Né sarebbe prudente confidare nel fatto che la sola allegazione, pur adeguatamente suffragata da prove, della contrazione delle proprie entrate induca il giudice ad accordare una riduzione degli obblighi di mantenimento nei confronti dei familiari.
Non va dimenticato infatti che, proprio al fine di attutire le conseguenze dei ridotti e mancati introiti, la legislazione d’emergenza ha accordato una cospicua serie di moratorie, di rinvii e di sospensione delle scadenze e dei termini di pagamento di cui si possono giovare lavoratori autonomi, imprenditori, professionisti.
Altrettanto dicasi per la possibilità di congelare il pagamento delle rate di ammortamento di mutui, finanziamenti e leasing.
A tutte queste misure, in quanto finalizzate -in ultima istanza- a proteggere i cittadini, individui e famiglie, dal concreto rischio di impoverimento, l’interessato dovrà dimostrare di aver fatto, o cercato di fare, diligente e tempestivo ricorso prima di chiedere una revisione degli obblighi di mantenimento verso i familiari, in particolare di quelli verso i figli.
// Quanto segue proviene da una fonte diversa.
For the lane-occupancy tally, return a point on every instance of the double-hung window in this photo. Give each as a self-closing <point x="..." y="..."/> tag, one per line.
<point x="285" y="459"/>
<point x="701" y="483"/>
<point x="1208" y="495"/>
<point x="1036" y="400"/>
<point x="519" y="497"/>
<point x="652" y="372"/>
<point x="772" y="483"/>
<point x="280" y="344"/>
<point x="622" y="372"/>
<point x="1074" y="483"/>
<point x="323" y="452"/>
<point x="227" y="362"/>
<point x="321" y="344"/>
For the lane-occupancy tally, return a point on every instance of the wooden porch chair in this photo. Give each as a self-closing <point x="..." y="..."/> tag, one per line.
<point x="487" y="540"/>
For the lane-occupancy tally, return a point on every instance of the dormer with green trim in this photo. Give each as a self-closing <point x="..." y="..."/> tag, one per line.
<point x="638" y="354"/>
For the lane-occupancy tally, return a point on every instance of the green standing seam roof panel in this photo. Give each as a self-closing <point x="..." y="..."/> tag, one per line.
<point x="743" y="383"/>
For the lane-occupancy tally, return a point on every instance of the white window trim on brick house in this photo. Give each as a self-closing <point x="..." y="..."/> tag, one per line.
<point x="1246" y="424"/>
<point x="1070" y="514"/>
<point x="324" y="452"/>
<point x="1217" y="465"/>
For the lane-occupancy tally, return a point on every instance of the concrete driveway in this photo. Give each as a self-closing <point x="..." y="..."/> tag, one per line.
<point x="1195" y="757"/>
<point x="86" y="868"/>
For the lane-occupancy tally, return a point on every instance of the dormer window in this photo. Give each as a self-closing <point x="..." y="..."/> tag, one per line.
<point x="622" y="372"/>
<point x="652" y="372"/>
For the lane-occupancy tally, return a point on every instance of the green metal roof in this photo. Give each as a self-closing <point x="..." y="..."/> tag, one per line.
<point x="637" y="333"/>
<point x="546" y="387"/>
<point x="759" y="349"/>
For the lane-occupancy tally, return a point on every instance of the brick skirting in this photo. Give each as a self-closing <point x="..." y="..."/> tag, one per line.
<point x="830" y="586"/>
La cogenza e il rango dei doveri, anche economici, collegati allo status genitoriale impongono di fare il possibile per evitare che siano i figli a sopportare in tutto o in parte gli effetti negativi di eventuali contingenze economiche sfavorevoli andando di fatto a le risorse per il loro sostentamento.
In quest’ottica il ricorso alla revisione degli obblighi di mantenimento va considerato quale rimedio di ultima istanza quando l’obbligato non abbia altri mezzi per assicurare anche a se stesso adeguati mezzi di sussistenza.